Significant reductions in stroke and increase in bleeding led the authors to two conclusions. The basic one, in the abstract of the New England Journal of Medicine paper:

Among patients with subclinical atrial fibrillation, apixaban resulted in a lower risk of stroke or systemic embolism than aspirin but a higher risk of major bleeding.

But at the meeting and in the final conclusion, the authors asked us to consider that a) strokes are worse than bleeds; b) apixaban reduced all strokes but also disabling strokes; c) most bleeding events could be managed without disability; and d) the worst bleeds, fatal or intracranial hemorrhage, were not increased with apixaban.

This led them to write:

Simply counting strokes as compared with bleeding events might suggest a neutral overall effect…strokes involve permanent loss of brain tissue whereas major bleeding is usually reversible with most patients having a complete recovery.
In this trial involving patients with risk factors for stroke who were found to have subclinical atrial fibrillation, apixaban resulted in a lower risk of stroke or systemic embolism than aspirin. This effect included a substantial between-group difference in disabling or fatal stroke. The risk of major bleeding was higher with apixaban than with aspirin; most cases responded readily to supportive care.

In my opinion column, I differed a bit from this preference for apixaban. I totally get the fact that net benefit leans that way.

But the ARR in stroke and bleeding was small. The risk reduction was about 1.6% over 3.5 years. The number needed to treat is about 67. The risk increase was roughly 2% or a number needed to harm of 50.

  • So, it’s a tough call. When you present options to patients, different people will feel differently about it. Patients more fearful of stroke might take an OAC. Patients more fearful of bleeding will hold off. Keep in mind too that it’s not just the calculus of stroke and bleeding.

  • Patients also must factor in the burden of taking a twice-daily pill and its costs.

  • The thing is that this data — both trials combined — doesn’t allow an algorithm or quality measure. There will be no correct answers. I sort of like that. You have to talk with patients.

  • One thing to look forward to is a patient-level meta-analysis. Bill McIntyre and colleagues including authors of both trials have published a trial level meta-analysis. Circulation published the study, which shows that NOAH and ARTESIA results are consistent.

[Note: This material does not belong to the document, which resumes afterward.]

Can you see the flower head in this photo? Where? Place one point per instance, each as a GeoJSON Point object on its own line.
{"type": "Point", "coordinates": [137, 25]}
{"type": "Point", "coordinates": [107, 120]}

  • But what we really need is a patient-level meta-analysis where they can graph duration of SCAF with treatment effect. I suspect that graph will show that treatment effect of OACs will reach net benefit with the longer duration episodes.

Recall that in the TRENDS observational study, it took 5.5 hours to see an elevated stroke risk, and in ASSERT, it took 24 hours.

Okay, I’ve gone on for a good while. In the coming weeks, I will review the many other papers from AHA.